Ohio v. American Express Company

138 S.Ct. 2274 (2018)


D provides credit-card services to both merchants and cardholders. When a cardholder buys something from a merchant who accepts D credit cards, Amex D processes the transaction through its network, promptly pays the merchant, and subtracts a fee. D requires the merchant to agree to an anti-steering contractual provision that prohibits merchants from discouraging customers from using their D card after they have already entered the store and are about to buy something. By providing services to cardholders and merchants, credit-card companies bring these parties together, and therefore operate what economists call a “two-sided platform.” A two-sided platform offers different products or services to two different groups who both depend on the platform to intermediate between them. Credit card interactions are called transaction platforms. The key feature of transaction platforms is that they cannot make a sale to one side of the platform without simultaneously making a sale to the other.
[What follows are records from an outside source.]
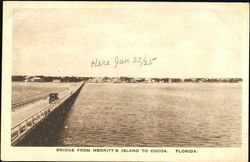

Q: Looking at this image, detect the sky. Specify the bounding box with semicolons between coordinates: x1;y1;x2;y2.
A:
12;3;247;77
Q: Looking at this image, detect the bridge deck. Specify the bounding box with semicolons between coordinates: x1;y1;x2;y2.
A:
11;89;71;127
11;85;84;143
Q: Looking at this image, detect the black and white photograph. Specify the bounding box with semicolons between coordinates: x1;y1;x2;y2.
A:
1;2;249;161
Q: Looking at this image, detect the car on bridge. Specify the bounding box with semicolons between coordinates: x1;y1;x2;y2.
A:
49;93;59;104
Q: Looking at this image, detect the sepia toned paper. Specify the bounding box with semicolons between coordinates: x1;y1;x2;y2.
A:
1;2;249;161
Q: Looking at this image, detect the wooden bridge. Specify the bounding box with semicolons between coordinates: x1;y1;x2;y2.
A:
11;83;85;146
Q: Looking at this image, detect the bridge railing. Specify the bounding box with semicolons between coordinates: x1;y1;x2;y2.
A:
11;90;64;109
11;88;78;144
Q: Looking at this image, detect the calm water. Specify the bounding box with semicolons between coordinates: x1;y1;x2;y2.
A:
55;83;241;147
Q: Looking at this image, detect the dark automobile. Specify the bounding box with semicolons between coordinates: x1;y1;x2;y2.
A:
49;93;58;103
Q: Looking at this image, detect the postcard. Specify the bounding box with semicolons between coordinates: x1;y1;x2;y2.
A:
1;1;249;162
D competes with Visa and MasterCard by using a different business model. D earns most of its revenue from merchant fees. D’s business model focuses on cardholder spending rather than cardholder lending. To encourage cardholder spending, Amex provides better rewards than other networks. Due to its superior rewards, D tends to attract cardholders who are wealthier and spend more money. Merchants place a higher value on these cardholders, and D uses this advantage to recruit merchants. D must continually invest in its rewards program. To fund those investments, D must charge merchants higher fees than its rivals. One way that merchants try to avoid these higher fees is by dissuading cardholders from using D at the point of sale. This practice is known as “steering.” has anti-steering provisions in its contracts with merchants. Ps sued D claiming that its anti-steering provisions violate §1 of the Sherman Act. The District Court agreed. It found that the credit-card market should be treated as two separate markets-one for merchants and one for cardholders. The District Court found that D’s anti-steering provisions are anticompetitive because they result in higher merchant fees. The Court of Appeals for the Second Circuit reversed. It concluded that the credit-card market is one market, not two. It then concluded that D’s anti-steering provisions were not anticompetitive and did not violate §1. The Supreme Court granted certiorari.